In Afroasiatic cultures, the common historical arrangement was plural marriage. Wives had nearly equal status (subject to the preferences of the husband), and the status of all their offspring was strictly birth order.
Indo-European cultures tended more to a strict exclusive binary marriage. IE Men were generally free to dally outside of that bond (if they could), but both the women and any resulting progeny would not considered "legitimate" at all, so they essentially had no status.
Our records for the ancient Sumerians (who were neither Afroasiatic nor Indo-European) tend to show a surprisingly looser bond, with women able to control their own finances and hold their own positions and generally participate in society completely independent of their husbands.
China appears to have been essentially halfway between the IE and Afroasiatic models. You could look at what high-status men like the emperor had as a plural marriage, with the first wife having a greatly enhanced status. The offspring of concubines were not removed from inheritance, and thus were not considered "illegitimate" in the way a child of a European mistress would be. However, they were lower status than the first wife's children, regardless of birth order. So calling Chinese concubines "mistresses" as this question does is very misleading. Better to think of them as "lesser wives".

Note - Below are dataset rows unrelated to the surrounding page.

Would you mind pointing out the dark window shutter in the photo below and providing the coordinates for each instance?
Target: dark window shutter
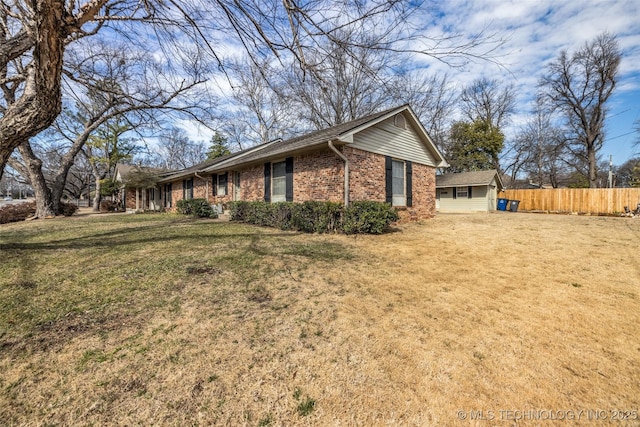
(409, 169)
(388, 179)
(267, 182)
(289, 179)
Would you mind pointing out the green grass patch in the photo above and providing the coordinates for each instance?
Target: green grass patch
(67, 276)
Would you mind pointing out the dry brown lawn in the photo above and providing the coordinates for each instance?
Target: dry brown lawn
(506, 317)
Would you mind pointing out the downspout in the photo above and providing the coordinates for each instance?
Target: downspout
(346, 172)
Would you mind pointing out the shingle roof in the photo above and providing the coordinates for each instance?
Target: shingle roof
(125, 170)
(468, 178)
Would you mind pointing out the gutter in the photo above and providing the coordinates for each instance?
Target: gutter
(346, 171)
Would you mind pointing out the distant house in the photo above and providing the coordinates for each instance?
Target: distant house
(386, 157)
(468, 191)
(138, 187)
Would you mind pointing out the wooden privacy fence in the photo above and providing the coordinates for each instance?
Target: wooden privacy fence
(575, 200)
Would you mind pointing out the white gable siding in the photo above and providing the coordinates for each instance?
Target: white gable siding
(478, 202)
(389, 140)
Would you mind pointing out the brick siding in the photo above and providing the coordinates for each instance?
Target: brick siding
(319, 175)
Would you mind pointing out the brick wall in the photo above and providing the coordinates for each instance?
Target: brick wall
(252, 183)
(320, 176)
(424, 193)
(366, 175)
(130, 198)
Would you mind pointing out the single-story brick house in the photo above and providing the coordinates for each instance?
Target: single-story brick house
(386, 157)
(132, 197)
(468, 191)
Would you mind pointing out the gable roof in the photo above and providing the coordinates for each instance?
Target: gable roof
(122, 171)
(340, 134)
(462, 179)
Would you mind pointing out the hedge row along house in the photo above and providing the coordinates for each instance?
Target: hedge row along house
(385, 157)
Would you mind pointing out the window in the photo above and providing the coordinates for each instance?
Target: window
(399, 198)
(278, 181)
(220, 187)
(462, 192)
(187, 189)
(398, 182)
(236, 186)
(167, 195)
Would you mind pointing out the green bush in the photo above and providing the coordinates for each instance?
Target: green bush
(17, 212)
(316, 217)
(196, 207)
(368, 218)
(68, 209)
(108, 206)
(238, 210)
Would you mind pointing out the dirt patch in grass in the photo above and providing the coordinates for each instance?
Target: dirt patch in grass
(195, 322)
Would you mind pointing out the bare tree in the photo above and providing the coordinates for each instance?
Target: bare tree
(35, 35)
(538, 149)
(579, 85)
(264, 114)
(489, 101)
(102, 83)
(177, 151)
(351, 80)
(433, 99)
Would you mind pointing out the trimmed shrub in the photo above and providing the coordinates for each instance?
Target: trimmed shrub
(108, 206)
(316, 217)
(17, 212)
(68, 209)
(196, 207)
(237, 210)
(368, 218)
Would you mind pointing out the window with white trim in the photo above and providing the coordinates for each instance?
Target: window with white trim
(279, 182)
(462, 192)
(398, 183)
(221, 184)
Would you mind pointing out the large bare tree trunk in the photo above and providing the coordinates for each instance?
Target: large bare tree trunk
(41, 100)
(44, 204)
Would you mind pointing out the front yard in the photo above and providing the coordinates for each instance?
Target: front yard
(161, 320)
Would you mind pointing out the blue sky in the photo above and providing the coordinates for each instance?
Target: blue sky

As for how this was run, consider it like any large workplace. People are thrown together not necessarily because they are or aren't friends, but because they all are working together on the same job.
In both Afroasiatic and Chinese plural marriage societies, the number of wives was limited by the number that the man was rich enough to support. Of course this meant having a large number of them was an indicator of wealth. As with any wealth indicator, its acceptance as such induces people to acquire more of the status good in question than they really need or can use, just to demonstrate how rich they are.
If you've read The Great Gatsby, you can consider a 50+ harem as like Jay Gatsby's library. The books were all real, so he's not a poser. However they were uncut, openly showing off their purpose is not to be read, but just for you, so you know they are there.